Monday 27 April 2009

Wind, sea, coal and nuclear power. Yes please

The Times
April 27, 2009
As climate change ministers gather in Washington today we must try every energy option to shift to a low-carbon world
Ed Miliband

To crash an SUV into a Toyota Prius is the ultimate environmental faux pas - and in a memorable episode of The West Wing, the President's adviser, Josh Lyman does just that. He organises a low-carbon summit to atone, but finishes demoralised. His summit participants all find reasons to attack each other instead of uniting around low carbon.
Too often, the energy debate in the UK feels the same. There is a temptation for people to justify opposition to each form of low-carbon power, but the truth is that on grounds of energy security and climate change, we cannot afford this luxury.
Everything we know suggests that there can be no comfort any more in a high-carbon energy policy. If we pursue this course, we risk finding ourselves unable to meet our climate change commitments and facing a more difficult and painful transition to low carbon in a world where prices have been pushed up, by both global demand and agreements to put a price on carbon. And as if that wasn't enough, we would also miss the huge low-carbon industrial opportunity for Britain.
So as well as improving energy efficiency, we need to pursue the trinity of low-carbon technologies: renewables, nuclear and clean fossil fuels. On renewables, we are already the country with the largest offshore wind generation in the world. More capacity is being built. But if we are to win the prize of low-carbon diversity, we need to look at other technologies too: tidal power, solar and wind power on land as well as at sea.
Of course, wind turbines will change the look of parts of our countryside. People are right that wind farms need to go through the proper planning process. But the truth is that the biggest threat to our countryside is not the wind turbine, it is climate change. Biodiversity, our coastline, our land - all are under threat from dangerous climate change.
That is why we need to examine our attitudes to onshore wind. Many local communities are taking a lead, and they should have a stake in local projects.
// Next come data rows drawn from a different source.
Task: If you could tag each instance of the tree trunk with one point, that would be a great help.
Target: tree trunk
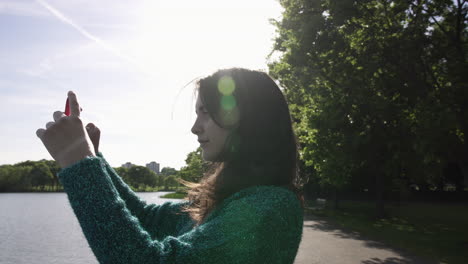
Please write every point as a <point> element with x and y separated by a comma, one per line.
<point>335,199</point>
<point>379,191</point>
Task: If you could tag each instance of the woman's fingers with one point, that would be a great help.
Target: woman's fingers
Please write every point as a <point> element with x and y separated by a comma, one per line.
<point>49,124</point>
<point>74,105</point>
<point>40,132</point>
<point>58,115</point>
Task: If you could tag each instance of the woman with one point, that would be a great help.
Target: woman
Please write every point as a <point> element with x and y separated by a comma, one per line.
<point>248,209</point>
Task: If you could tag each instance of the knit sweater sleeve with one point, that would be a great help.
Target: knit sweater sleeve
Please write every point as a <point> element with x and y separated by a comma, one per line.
<point>240,232</point>
<point>165,216</point>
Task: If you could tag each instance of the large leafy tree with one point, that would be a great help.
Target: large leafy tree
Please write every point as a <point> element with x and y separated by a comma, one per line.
<point>376,87</point>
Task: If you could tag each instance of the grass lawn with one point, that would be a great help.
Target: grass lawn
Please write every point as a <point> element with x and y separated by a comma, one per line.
<point>435,231</point>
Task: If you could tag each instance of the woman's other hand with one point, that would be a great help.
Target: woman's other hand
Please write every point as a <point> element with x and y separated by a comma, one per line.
<point>66,138</point>
<point>94,134</point>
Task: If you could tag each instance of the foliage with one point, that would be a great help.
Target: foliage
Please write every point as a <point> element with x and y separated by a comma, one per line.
<point>376,88</point>
<point>195,166</point>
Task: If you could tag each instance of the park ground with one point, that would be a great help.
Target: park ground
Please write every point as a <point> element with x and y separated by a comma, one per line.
<point>416,233</point>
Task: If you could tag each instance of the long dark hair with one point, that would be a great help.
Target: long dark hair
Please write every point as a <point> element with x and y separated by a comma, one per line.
<point>261,148</point>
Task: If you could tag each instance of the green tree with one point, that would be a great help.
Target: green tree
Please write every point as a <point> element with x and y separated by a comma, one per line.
<point>167,171</point>
<point>195,166</point>
<point>366,83</point>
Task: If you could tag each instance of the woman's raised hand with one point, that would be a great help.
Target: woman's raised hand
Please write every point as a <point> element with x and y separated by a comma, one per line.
<point>94,134</point>
<point>66,138</point>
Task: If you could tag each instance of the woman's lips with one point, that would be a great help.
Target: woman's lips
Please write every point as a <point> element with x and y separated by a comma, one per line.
<point>202,142</point>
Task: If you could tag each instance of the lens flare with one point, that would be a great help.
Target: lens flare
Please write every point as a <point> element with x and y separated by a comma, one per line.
<point>226,85</point>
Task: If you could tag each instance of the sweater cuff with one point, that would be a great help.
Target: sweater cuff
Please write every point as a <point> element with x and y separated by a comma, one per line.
<point>83,168</point>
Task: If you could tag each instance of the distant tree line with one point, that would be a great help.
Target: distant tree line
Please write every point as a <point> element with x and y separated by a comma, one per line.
<point>40,176</point>
<point>378,92</point>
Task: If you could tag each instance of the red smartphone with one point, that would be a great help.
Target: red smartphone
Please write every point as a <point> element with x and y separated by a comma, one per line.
<point>67,108</point>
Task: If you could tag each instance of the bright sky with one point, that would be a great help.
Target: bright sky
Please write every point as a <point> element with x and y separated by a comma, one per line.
<point>127,61</point>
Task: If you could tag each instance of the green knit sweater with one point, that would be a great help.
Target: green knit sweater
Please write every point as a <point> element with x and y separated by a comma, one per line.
<point>260,224</point>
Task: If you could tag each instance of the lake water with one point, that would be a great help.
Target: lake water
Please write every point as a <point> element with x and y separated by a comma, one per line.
<point>42,228</point>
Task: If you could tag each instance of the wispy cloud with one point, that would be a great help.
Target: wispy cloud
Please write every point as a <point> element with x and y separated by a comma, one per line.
<point>90,36</point>
<point>21,8</point>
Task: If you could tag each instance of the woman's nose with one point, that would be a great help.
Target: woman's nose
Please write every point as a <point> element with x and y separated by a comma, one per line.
<point>196,128</point>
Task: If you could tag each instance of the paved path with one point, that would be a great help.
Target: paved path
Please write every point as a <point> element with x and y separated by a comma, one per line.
<point>324,243</point>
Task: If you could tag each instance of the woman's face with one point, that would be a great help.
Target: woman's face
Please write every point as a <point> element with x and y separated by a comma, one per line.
<point>210,135</point>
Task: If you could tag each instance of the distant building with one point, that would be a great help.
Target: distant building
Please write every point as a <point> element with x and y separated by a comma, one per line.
<point>128,165</point>
<point>154,166</point>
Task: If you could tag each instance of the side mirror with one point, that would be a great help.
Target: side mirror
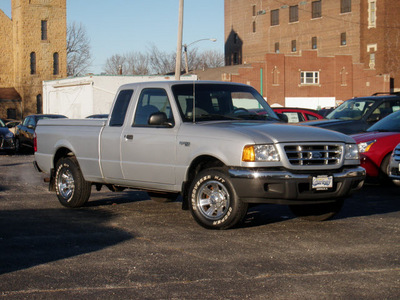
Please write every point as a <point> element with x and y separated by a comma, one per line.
<point>159,119</point>
<point>283,118</point>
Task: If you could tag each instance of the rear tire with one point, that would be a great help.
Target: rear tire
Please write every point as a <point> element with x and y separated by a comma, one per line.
<point>213,201</point>
<point>317,212</point>
<point>71,188</point>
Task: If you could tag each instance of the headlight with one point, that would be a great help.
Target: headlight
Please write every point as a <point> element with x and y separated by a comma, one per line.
<point>253,153</point>
<point>364,147</point>
<point>351,152</point>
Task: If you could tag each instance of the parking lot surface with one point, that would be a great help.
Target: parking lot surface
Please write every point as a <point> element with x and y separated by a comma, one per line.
<point>125,246</point>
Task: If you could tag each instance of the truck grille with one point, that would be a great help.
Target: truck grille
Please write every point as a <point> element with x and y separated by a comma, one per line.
<point>314,155</point>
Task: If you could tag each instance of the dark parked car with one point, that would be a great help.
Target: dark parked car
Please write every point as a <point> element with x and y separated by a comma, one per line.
<point>296,115</point>
<point>25,132</point>
<point>376,146</point>
<point>98,116</point>
<point>6,138</point>
<point>358,114</point>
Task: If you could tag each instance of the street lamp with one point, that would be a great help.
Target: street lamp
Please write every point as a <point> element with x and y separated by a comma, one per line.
<point>185,51</point>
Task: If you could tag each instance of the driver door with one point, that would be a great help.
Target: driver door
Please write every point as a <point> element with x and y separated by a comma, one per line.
<point>148,152</point>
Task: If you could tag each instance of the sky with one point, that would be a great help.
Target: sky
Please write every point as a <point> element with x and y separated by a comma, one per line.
<point>123,26</point>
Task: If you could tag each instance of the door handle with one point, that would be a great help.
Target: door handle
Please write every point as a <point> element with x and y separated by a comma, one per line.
<point>128,137</point>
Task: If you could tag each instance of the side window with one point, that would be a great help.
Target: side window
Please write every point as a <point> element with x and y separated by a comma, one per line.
<point>311,117</point>
<point>120,107</point>
<point>151,101</point>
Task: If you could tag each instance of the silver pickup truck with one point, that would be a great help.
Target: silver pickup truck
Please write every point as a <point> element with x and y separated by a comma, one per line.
<point>217,144</point>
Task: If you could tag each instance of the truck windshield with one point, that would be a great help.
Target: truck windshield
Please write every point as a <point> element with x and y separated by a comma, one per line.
<point>352,109</point>
<point>207,101</point>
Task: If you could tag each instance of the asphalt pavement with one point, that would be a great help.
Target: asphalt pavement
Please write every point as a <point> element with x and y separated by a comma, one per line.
<point>126,246</point>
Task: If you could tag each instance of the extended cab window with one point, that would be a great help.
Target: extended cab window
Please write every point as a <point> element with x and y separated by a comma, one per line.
<point>152,101</point>
<point>120,108</point>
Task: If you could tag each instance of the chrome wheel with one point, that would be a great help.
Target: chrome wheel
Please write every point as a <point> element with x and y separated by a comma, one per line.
<point>213,200</point>
<point>66,184</point>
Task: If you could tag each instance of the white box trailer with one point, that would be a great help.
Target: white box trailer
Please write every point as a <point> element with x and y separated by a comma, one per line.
<point>79,97</point>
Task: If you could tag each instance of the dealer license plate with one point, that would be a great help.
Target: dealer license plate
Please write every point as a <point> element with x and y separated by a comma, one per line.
<point>322,182</point>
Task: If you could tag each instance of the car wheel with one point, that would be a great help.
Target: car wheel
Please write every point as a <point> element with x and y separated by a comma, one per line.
<point>71,188</point>
<point>213,201</point>
<point>317,212</point>
<point>17,146</point>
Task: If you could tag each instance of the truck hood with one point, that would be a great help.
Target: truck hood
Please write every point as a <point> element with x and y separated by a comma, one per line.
<point>260,132</point>
<point>326,123</point>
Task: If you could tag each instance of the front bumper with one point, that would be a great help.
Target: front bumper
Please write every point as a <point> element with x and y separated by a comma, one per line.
<point>7,144</point>
<point>286,187</point>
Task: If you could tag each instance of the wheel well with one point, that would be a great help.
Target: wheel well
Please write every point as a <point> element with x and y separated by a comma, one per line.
<point>62,152</point>
<point>199,164</point>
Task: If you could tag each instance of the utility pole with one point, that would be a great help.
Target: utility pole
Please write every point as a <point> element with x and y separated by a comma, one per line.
<point>179,46</point>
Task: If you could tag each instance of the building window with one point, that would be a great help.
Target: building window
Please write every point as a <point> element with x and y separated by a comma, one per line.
<point>277,47</point>
<point>294,49</point>
<point>293,13</point>
<point>33,63</point>
<point>345,6</point>
<point>235,58</point>
<point>274,17</point>
<point>275,76</point>
<point>44,30</point>
<point>343,39</point>
<point>372,61</point>
<point>307,77</point>
<point>56,67</point>
<point>371,14</point>
<point>39,104</point>
<point>316,9</point>
<point>314,42</point>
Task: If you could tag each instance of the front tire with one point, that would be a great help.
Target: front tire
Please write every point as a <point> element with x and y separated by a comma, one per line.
<point>317,212</point>
<point>213,201</point>
<point>71,188</point>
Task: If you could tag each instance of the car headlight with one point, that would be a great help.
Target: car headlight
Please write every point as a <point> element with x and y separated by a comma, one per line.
<point>9,135</point>
<point>351,152</point>
<point>365,146</point>
<point>253,153</point>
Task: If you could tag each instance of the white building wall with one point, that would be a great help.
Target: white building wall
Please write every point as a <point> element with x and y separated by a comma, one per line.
<point>310,102</point>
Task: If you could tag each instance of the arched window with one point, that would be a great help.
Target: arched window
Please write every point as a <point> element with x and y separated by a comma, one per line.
<point>33,63</point>
<point>39,104</point>
<point>56,67</point>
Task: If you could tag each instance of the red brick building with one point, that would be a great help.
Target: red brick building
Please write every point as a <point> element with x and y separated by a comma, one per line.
<point>314,49</point>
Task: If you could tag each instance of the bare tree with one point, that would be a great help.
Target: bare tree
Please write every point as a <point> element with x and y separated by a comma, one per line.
<point>78,50</point>
<point>116,65</point>
<point>161,62</point>
<point>137,63</point>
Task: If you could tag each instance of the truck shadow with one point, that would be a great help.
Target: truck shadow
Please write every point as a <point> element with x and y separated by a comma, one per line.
<point>372,199</point>
<point>36,236</point>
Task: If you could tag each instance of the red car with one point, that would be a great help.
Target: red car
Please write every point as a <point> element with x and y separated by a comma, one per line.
<point>377,144</point>
<point>296,115</point>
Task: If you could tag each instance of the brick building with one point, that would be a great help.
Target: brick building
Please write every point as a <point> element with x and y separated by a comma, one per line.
<point>33,46</point>
<point>322,48</point>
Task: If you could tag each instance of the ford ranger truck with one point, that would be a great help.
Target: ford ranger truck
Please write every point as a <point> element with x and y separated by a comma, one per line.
<point>218,145</point>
That is why we are introducing a guaranteed price for people to feed locally produced renewable electricity back into the grid.
We also need to take on the arguments that people make about renewable power. To all those who scoff at the idea of wind making a difference, my reply is that last year enough power for all the electricity for two million homes came from wind power.
Similarly on nuclear. It's safe to say that I did not grow up in a household that was enthusiastic about nuclear power. Few people were in the 1970s and 1980s. Energy companies, not taxpayers, should pay the costs of clean-up - and that's now in legislation. But with safeguards on cost and safety in place, I believe, like many others seeing the threat of climate change and the need for a solid base of low-carbon power, that we should support new nuclear energy.
In Scotland, the Nationalists still repeat “no thanks”, refusing to contemplate nuclear and insisting on a one-club energy policy. They are putting roadblocks up to low carbon, even as Scottish voters appear to support new nuclear power.
From some people, however, even those keen on both renewable and nuclear power, the low-carbon power that receives the most scorn is, in fact, the one I believe to be the most important still to be developed: clean coal.
Consider this: the rich world must act first, but that won't stop dangerous climate change unless we help the poorest countries to act too, not to abandon growth but to move from high-carbon growth to low-carbon growth. In China and India, for example, coal provides two thirds of their power, and as their economies grow their coal use grows too. The problem of coal, the most polluting fuel on the planet, is a global one that needs a solution.
Even in the UK, a future without coal would most likely not mean more renewables, nor more nuclear, it would mean more power stations burning imported gas. Energy security comes from diversity, and coal provides an important part of that diversity.
That is why the most important technology the world can develop is the technology to capture carbon emissions and store them permanently deep underground.
Last week I had a surprising exchange on the radio with the leader of the Green Party. Most economists think that government should support R&D, where the market fails. The Greens took the opposite view and said we should leave clean coal to the energy companies alone.
Large, risky, projects, able to help save the planet and seed a whole new potential industry in Britain creating up to 50,000 jobs, cannot be left to the market alone - and that's why we are now going to support up to four big demonstration projects, each one ten times bigger than the largest currently running in the world. There will be a cost to this, but it is far better to prepare now for the low-carbon future, rather than being left behind in a high-cost, high-carbon alternative.
The Government has a role to play too in making sure that while the new technology is developing, the old technologies don't get locked in. That's why I proposed new rules to ensure that no new coal-fired power station can be built without capturing a proportion of its carbon from day one, and 100 per cent of it when the technology is ready.
Back in the fictional West Wing, summit completed, penance done, Josh Lyman took the view that low-carbon technologies “are the future... and they always will be”. Always for the future, never now.
The biggest barrier to preventing climate change is no longer denial, but defeatism: the technologies are at our disposal or within our grasp. In Washington today, President Obama is hosting negotiators from the major economies, preparing for the global summit on climate change in Copenhagen in December. With international co-operation and political will, we can make the shift to low carbon, protect our energy security and make the world safe from dangerous climate change.